Skip to contents

add_vocabulary() augments a tidy text table with columns describing the lexical variety of the corpus. Among other things, checks for uniqueness and size of vocabulary, with additional ratios reporting these measurements in relation to document size.

Usage

add_vocabulary(data, by = doc_id, feature = word, label = NULL)

Arguments

data

A tidy data frame, potentially containing columns called "doc_id" and "word"

by

A grouping column

feature

A column of words containing one word per row

label

Whether to label variables added to data frame

Value

A data frame with 7 added columns , the first two logical and the rest numeric:

  • new_word (logical) Indicates whether this is the first instance of a given word

  • hapax_doc (logical) Indicates whether this word is the only incident of a given word, or hapax legomenon, at the document level

  • hapax_corpus (logical) Indicates whether this word is the only incident of a given word, or hapax legomenon, at the corpus level

  • vocabulary (integer) Running count of words used

  • ttr (double) Type-token ratio, derived from the running count of words divided by the total number of words used

  • hir (double) Hapax introduction ratio, derived from the running count of hapax legomena divided by the total number of words used.

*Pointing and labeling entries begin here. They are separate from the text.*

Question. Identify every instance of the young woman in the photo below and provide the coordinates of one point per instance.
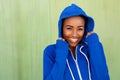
(78, 53)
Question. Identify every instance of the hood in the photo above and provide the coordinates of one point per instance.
(74, 10)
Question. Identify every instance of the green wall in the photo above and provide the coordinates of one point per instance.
(28, 26)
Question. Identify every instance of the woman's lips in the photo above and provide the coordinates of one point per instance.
(73, 40)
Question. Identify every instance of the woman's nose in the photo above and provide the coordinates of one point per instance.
(74, 33)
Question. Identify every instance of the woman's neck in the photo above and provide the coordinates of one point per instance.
(73, 51)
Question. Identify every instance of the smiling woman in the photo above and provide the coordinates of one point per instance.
(78, 54)
(73, 31)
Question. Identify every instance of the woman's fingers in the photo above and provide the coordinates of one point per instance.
(61, 39)
(89, 33)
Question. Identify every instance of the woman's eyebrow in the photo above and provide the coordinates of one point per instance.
(68, 26)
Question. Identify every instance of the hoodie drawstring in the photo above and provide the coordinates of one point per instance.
(77, 66)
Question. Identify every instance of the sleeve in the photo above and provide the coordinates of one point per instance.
(54, 68)
(99, 70)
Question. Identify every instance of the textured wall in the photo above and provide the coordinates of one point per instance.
(27, 26)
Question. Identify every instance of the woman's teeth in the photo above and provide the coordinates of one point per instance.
(73, 40)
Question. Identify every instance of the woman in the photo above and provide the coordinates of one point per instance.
(78, 53)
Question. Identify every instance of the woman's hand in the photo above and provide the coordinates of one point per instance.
(61, 39)
(89, 33)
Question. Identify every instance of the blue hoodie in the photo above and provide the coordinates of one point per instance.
(90, 63)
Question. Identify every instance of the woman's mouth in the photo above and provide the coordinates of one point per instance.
(73, 40)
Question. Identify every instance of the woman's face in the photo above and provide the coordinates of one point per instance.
(73, 30)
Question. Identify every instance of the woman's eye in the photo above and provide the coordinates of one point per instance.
(69, 28)
(80, 28)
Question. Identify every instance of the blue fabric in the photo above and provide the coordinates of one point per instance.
(55, 55)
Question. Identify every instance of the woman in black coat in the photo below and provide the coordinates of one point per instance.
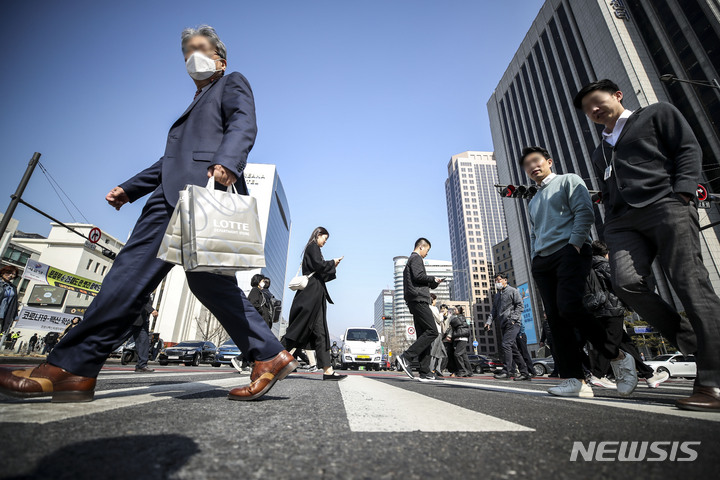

  • progress_words (integer) Running count of total words used so far in a document

  • progress_percent (double) Words used so far as a percentage of the total number of words used in a document

Examples

if (FALSE) { # \dontrun{
dubliners <- get_gutenberg_corpus(2814) |>
  load_texts() |>
  identify_by(part) |>
  standardize_titles()

dubliners |>
  add_vocabulary() |>
  head()
} # }